7. Muhammad Rasulullah.
Konsep
Wala dan Bara ditentukan dalam bentuk :
a. Allah sebagai sumber.
Allah
sebagai sumber wala, dimana loyaliti mutlak hanya milik Allah dan loyaliti
lainnya mesti dengan izin Allah.
b. Rasul sebagai cara (kayfiyat).
Pelaksanaan
Wala terhadap Allah dan Bara kepada selain Allah mengikuti cara Rasul.
c.
Mukmin
sebagai pelaksana.
Pelaksana
Wala dan Bara adalah orang mukmin yang telah diperintahkan Allah dan
dicontohkan Rasulullah.
·
Dalam
pelasaksanaan Bara, Rasulullah memisahkan manusia atas muslim dan kafir. Hizbullah dengan Hizbus Syaithan. Orang-orang mukmin adalah mereka yang
mengimani Laa ilaha illa Allah dan Muhammad Rasulullah sedangkan orang kafir
adalah mereka yang mengingkari salah satu dari dua kalimah syahadat atau
kedua-duanya.
·
Orang-orang
beriman wajib mengajak orang kafir kepada jalan Islam dengan dakwah secara
hikmah dan pengajaran yang baik. Apabila
mereka menolak, kemudian menghalangi jalan dakwah maka mereka boleh diperangi
sampai mereka mengakui ketinggian kalimah Allah.
·
Hubungan
kekeluargaan seperti ayah, ibu, anak tetap diakui selama bukan dalam
kemusyrikan atau maksiat terhadap Allah.
·
Dengan
demikian pelaksanaan Wala dan Bara telah ditentukan caranya.

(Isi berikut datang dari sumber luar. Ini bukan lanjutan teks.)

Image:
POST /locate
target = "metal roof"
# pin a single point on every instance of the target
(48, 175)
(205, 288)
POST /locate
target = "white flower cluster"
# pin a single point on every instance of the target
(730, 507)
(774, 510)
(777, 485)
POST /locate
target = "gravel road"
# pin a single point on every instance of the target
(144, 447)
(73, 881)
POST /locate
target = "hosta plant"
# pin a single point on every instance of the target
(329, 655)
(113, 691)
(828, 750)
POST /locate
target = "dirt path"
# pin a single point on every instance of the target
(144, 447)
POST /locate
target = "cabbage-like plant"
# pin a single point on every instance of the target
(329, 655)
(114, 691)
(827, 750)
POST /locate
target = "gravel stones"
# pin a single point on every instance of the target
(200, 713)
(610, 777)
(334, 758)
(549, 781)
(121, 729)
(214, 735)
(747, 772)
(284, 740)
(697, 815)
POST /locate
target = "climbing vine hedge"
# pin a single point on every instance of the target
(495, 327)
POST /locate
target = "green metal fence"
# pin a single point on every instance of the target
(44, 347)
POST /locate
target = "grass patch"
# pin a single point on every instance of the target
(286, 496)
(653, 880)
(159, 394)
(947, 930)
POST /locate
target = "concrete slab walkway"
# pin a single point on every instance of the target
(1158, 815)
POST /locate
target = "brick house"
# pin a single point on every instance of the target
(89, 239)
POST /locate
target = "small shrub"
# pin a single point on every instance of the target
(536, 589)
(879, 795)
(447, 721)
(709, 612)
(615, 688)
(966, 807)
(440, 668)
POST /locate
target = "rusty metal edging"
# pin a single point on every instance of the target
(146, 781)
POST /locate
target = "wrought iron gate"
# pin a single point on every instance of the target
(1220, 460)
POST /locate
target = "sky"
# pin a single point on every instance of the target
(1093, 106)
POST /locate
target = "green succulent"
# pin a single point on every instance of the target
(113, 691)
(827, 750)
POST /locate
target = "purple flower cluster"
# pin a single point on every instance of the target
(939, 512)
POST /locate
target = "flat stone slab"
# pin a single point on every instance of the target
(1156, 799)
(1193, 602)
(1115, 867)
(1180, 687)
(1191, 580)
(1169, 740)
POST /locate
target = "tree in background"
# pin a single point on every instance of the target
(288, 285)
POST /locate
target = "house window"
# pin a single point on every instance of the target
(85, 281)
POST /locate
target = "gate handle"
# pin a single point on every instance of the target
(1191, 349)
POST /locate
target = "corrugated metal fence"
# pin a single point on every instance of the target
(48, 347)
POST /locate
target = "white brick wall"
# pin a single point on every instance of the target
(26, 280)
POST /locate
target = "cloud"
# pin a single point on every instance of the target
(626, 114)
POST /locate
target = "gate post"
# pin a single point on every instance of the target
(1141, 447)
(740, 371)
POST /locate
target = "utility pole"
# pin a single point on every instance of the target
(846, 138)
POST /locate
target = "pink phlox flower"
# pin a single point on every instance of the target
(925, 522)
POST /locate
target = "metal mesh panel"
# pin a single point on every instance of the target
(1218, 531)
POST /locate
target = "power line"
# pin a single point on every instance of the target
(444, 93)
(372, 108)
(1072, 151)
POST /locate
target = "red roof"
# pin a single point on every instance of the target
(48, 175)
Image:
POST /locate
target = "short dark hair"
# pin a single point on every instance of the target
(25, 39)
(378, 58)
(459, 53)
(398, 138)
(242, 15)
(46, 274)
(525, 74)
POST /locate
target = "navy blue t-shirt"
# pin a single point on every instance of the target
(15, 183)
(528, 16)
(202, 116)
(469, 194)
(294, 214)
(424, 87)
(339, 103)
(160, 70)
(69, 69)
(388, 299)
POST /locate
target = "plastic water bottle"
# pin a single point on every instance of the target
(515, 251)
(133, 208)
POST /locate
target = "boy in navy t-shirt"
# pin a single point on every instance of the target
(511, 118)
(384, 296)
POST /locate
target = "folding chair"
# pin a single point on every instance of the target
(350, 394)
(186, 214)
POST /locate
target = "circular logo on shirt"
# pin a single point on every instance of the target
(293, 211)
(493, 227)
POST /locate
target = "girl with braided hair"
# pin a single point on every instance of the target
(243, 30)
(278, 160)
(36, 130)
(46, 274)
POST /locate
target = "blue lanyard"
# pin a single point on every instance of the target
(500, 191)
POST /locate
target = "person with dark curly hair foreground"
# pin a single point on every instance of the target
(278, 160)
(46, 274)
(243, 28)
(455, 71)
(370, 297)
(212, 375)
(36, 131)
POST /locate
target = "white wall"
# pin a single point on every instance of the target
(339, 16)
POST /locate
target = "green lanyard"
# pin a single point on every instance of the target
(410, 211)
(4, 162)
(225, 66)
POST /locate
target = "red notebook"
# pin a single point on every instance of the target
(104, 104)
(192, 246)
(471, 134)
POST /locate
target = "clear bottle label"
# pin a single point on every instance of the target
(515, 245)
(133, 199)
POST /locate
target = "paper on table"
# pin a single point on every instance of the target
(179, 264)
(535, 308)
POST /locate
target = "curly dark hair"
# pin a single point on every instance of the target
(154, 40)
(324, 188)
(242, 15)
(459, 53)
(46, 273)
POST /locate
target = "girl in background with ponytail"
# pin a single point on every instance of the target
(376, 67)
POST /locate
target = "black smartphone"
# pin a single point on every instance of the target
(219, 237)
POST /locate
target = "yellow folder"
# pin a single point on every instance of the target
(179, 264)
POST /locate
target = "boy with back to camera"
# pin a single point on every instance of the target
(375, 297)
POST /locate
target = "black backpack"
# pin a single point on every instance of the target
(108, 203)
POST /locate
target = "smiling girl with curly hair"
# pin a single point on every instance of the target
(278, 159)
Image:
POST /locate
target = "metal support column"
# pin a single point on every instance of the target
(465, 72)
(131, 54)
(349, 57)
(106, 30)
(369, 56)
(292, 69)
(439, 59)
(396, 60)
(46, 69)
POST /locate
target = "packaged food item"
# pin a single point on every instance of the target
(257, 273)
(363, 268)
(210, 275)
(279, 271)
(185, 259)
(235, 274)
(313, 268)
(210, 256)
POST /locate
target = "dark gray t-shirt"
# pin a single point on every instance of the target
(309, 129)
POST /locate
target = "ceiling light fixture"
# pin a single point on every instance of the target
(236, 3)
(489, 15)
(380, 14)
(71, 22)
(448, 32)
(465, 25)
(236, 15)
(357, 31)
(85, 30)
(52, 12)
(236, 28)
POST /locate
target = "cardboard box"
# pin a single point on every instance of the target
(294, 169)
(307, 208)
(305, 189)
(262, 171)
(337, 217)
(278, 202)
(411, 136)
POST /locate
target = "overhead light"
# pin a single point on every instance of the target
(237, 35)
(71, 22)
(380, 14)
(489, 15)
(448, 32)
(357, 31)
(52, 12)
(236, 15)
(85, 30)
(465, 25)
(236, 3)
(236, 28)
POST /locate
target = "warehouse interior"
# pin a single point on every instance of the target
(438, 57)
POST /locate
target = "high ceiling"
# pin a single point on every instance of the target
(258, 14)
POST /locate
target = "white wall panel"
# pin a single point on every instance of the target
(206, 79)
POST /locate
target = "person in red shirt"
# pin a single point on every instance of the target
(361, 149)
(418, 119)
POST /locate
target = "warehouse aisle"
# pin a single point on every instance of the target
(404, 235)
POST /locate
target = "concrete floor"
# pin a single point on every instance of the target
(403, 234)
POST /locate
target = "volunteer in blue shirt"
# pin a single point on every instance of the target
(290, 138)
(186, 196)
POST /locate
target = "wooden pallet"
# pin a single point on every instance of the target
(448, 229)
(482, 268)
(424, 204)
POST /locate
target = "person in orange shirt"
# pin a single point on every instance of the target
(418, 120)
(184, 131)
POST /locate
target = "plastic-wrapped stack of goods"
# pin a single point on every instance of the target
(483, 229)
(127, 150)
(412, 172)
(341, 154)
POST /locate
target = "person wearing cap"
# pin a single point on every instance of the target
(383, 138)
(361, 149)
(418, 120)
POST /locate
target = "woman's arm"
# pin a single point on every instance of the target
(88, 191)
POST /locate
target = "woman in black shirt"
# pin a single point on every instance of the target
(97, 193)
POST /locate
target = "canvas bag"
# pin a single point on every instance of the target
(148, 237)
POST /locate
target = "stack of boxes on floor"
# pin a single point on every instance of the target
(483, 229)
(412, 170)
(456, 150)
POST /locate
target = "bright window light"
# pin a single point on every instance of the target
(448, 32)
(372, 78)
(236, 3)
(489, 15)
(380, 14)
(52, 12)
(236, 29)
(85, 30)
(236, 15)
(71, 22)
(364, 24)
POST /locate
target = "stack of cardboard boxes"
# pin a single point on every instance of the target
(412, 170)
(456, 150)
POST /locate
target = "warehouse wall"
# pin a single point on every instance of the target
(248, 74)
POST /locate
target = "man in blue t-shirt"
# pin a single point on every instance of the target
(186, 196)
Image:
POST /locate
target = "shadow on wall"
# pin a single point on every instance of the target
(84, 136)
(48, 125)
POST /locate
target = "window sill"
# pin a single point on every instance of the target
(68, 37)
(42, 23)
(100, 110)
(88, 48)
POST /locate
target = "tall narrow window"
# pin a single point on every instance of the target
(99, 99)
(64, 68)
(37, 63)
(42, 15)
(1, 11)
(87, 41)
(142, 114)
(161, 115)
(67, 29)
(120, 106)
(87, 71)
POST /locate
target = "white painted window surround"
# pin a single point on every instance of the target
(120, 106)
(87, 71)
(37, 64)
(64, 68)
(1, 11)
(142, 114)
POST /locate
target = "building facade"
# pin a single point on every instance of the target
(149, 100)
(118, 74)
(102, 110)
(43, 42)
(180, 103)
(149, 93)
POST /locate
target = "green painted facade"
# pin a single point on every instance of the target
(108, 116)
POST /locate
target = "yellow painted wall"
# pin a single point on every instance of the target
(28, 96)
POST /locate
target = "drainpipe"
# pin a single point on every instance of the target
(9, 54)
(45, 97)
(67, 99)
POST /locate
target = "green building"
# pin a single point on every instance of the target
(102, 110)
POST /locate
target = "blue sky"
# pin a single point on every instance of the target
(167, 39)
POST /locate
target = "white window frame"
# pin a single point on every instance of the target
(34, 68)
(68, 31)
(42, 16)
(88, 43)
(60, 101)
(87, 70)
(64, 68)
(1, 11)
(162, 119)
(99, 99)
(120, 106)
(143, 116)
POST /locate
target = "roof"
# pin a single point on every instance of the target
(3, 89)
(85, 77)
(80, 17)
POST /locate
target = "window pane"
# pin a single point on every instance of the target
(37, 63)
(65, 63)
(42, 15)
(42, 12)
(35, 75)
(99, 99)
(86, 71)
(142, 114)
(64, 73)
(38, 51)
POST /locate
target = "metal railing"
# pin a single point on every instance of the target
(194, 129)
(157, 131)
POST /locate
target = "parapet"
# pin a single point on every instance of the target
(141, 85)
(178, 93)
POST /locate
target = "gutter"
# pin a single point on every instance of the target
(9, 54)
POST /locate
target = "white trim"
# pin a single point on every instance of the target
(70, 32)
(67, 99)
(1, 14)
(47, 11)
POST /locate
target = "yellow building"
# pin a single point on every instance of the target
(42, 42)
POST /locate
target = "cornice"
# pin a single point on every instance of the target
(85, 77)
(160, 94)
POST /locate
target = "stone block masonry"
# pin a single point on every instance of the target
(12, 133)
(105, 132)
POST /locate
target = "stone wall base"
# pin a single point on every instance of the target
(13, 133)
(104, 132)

Kita hanya mengikut apa yang telah
dicontohkan Rasulullah SAW.
Dalil :
·
Q.5:55-56,
Allah, Rasul dan orang-orang mukmin adalah wali orang yang beriman.
·
Q.4:59,
ketaatan diberikan hanya kepada Allah, Rasul dan Ulil Amri dari kalangan
mukmin.
·
Q.5:56,
orang-orang yang memberikan wala kepada Allah, Rasul dan orang-orang mukmin
adalah Hizbullah (golongan Allah), lihat pula 58:22. Selain golongan ini adalah Hizbus Syaithan.
·
Q.60:7-9,
kebolehan bergaul dengan orang kafir dengan batas-batas tertentu. Asbabun Nuzul ayat ini berkaitan dengan Asma
binti Abu Bakar yang tidak mengizinkan ibunya masuk rumahnya sebelum mendapat
izin dari Rasulullah, lihat pula 31:15.
Ringkasan Dalil :
·
Laa ilaha illa Allah : (Laa) adalah perkataan
penolakan, (ilaha) adalah yang ditolak.
·
Al Baro’ (melepaskan diri) (60:4, 7:59, 65, 73, 85) :
·
Mengingkari
·
Membenci
·
Memusuhi
·
Memutus hubungan
·
Menghancurkan
·
Illa (melainkan) adalah ungkapan pengukuhan (isbat).
·
Allah adalah yang dikukuhkan (diisbatkan).
·
Al Wala’/loyaliti (7:196, 5:55, 4:59, 5:7, 47:7, 2:165, 3:31) adalah :
·
Taat
·
Mendekati
·
Membela
·
Mencintai
·
Membangun
·
Menghancurkan dan membangun adalah makna Ikhlas (98:5, 39:11,14).
·
Muhammadu Rasulullah – Konsep
Al Wala’ dan Al Barro’ :
·
Allah adalah sumber nilainya (2:147, 7:2)
·
Rasul adalah contoh pelaksanaannya (33:21, 59:7)
·
Orang mukmin adalah pelaksananya (33:36, 35:32)
·
Kaifiyat “Membina” dan
“Menghancurkan” adalah dengan “ittiba’ (3:31).